Sinking in this cauldron of flame and molten rock, the Shrike threw back its head, opened its wide crevasse of a mouth, and bellowed.

Kassad almost stopped firing in his shock at hearing noise from the thing. The Shrike’s scream resounded like a dragon’s roar mixed with the blast of a fusion rocket. The screech set Kassad’s teeth on edge, vibrated from the cliff walls, and tumbled suspended dust to the ground.

Kassad switched to high-velocity solid shot and fired ten thousand microflechettes at the creature’s face.

The Shrike shifted, years by the giddy feel of the transition in Kassad’s bones and brain, and they were no longer in the valley but aboard a windwagon rumbling across the Sea of Grass. Time resumed, and the Shrike leaped forward, metallic arms dripping molten glass, and seized Kassad’s assault rifle.

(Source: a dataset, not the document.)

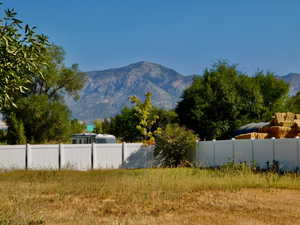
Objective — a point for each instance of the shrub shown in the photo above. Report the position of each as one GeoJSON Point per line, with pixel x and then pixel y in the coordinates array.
{"type": "Point", "coordinates": [175, 146]}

The Colonel did not relinquish the weapon, and the two staggered around in a clumsy dance, the Shrike swinging its extra pair of arms and a leg festooned with steel spikes, Kassad leaping and dodging while clinging desperately to his rifle.

They were in some sort of small compartment. Moneta was present as a sort of shadow in one corner, and another figure, a tall, hooded man, moved in ultra-slow motion to avoid the sudden blur of arms and blades in the confined space. Through his skinsuit filters, Kassad saw the blue-and-violet energy field of an erg binder in the space, pulsing and growing, then retracting from the time-violence of the Shrike’s organic anti-entropic fields.